古田教授は「日本が敗戦したのは国民党の中華民国であって、共産党の中華人民共和国ではない。私は東京裁判自体は正しいものだとは思わないが、戦勝国として戦犯たちに臨んだことは、台湾住民に勝利の記憶を残したことであろう。この記憶が、台湾人の心をすっきりさせている。だから、彼らは反日である必要性を持たない。今日に至るまで親日だ。」と述べているが、
忘れてならないのは、台湾住民は戦争中、日本兵として中国軍と戦い、戦後、日本兵として裁判にかけられ、B・C級戦犯として173人が長期刑に服したという事実である。(特に軍の最末端にいたが為に多くの俘虜と関わった彼らは、告発を受けやすい立場にあった。)
戦勝国となった中国国民党と台湾住民を同一に考えるのは間違いである。
台湾人は、戦争中の日本国籍を理由に戦犯として裁かれる一方で、戦後、日本国籍を剥奪されたために、日本から、遺族年金や恩給などの補償の対象にはならないと切り捨てられた。(「台湾人元日本兵の補償問題を考える会」の活動の結果、1987年「台湾住民である戦没者遺族等に対する弔慰金に関する法律」が成立し、一人200万円の弔慰金が支給された)

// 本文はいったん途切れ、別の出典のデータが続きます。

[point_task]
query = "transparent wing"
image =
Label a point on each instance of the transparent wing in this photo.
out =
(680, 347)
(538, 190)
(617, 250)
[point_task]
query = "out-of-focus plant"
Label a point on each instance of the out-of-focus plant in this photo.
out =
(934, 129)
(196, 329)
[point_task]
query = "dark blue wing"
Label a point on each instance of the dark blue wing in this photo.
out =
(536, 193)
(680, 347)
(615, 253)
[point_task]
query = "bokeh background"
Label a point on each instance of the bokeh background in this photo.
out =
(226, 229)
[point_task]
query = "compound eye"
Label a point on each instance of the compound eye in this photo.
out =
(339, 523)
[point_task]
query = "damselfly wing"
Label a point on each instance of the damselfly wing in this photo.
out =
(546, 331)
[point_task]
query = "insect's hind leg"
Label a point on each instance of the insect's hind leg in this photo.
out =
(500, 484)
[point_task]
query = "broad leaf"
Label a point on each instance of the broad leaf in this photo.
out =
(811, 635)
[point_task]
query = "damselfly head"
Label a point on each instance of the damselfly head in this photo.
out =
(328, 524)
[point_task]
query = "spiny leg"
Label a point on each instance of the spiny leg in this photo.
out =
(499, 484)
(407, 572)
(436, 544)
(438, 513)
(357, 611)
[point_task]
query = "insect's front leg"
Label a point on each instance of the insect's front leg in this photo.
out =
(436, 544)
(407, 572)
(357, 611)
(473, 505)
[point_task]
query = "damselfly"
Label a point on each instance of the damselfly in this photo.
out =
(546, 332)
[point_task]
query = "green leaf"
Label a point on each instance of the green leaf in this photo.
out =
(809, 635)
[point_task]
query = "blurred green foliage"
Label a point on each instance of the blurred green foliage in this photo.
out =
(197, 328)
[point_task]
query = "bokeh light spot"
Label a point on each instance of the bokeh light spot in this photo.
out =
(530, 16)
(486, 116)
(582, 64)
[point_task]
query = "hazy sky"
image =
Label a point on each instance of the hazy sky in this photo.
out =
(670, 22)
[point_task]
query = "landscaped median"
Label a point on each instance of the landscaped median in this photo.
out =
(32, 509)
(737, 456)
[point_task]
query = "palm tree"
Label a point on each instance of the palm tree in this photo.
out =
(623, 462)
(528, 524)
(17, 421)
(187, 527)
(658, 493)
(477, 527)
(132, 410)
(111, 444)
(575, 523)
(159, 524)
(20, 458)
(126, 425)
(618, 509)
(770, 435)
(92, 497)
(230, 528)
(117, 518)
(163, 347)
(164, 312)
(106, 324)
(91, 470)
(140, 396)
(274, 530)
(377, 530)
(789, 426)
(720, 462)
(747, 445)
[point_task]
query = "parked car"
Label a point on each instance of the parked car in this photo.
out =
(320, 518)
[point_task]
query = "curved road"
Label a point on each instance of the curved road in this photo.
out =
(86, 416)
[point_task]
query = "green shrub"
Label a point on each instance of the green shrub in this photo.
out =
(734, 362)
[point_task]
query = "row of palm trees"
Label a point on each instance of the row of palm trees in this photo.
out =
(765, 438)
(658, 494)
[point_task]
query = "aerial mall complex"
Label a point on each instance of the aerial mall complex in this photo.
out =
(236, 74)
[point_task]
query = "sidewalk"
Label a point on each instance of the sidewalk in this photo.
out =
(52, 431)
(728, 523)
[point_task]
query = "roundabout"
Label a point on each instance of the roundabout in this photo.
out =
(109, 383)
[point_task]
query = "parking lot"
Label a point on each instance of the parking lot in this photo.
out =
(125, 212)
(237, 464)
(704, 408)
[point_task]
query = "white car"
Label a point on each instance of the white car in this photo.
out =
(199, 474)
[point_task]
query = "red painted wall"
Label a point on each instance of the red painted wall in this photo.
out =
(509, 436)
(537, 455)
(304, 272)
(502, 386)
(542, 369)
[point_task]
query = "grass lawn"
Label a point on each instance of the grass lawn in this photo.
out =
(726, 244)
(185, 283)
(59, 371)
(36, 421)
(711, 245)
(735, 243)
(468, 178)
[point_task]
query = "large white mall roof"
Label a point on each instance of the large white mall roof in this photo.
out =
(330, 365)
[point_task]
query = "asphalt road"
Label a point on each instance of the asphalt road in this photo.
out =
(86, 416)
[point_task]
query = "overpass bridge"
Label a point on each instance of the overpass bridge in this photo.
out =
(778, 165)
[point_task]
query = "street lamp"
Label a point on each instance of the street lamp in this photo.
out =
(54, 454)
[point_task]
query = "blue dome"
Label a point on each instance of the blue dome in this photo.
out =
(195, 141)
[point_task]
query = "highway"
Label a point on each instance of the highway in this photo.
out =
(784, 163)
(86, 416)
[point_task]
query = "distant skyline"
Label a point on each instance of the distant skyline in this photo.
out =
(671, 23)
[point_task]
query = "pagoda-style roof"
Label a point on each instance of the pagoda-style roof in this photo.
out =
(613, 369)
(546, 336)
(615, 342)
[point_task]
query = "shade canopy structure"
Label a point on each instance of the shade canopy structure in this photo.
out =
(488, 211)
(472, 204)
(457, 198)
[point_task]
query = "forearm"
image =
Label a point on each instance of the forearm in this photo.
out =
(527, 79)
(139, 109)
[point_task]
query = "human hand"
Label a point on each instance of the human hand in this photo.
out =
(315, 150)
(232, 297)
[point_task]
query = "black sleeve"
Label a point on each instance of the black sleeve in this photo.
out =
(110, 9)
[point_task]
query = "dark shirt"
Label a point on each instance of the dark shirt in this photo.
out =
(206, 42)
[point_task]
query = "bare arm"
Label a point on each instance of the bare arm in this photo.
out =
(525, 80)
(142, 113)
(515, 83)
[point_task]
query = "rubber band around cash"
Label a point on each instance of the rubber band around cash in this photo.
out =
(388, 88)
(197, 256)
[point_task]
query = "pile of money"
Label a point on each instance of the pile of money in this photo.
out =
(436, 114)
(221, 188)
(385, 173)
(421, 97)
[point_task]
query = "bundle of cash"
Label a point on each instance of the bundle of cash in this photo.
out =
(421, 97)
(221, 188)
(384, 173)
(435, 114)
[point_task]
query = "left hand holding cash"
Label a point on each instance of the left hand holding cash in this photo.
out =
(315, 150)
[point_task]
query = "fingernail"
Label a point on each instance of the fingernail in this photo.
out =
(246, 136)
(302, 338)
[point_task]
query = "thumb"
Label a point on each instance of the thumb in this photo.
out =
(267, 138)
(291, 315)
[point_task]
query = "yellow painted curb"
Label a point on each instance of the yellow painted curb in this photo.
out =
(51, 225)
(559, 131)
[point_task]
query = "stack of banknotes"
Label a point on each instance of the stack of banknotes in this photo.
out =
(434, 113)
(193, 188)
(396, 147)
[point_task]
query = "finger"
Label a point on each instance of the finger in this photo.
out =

戦後、台湾を支配した中国国民党(中華民国)は戦争中は敵国であったわけで、台湾人は処世術として、日本兵であったことを隠すように生きてきたのである。38年続いた言論の自由のない戒厳令下で、不平を言うこともできなかった。
二重、三重の悲劇を背負った台湾人の心は、今もってすっきりしているとは言えない。それでもなお親日でありつづける台湾人、その心の悲哀を理解しなければ、本当の台湾は見えてこないだろう。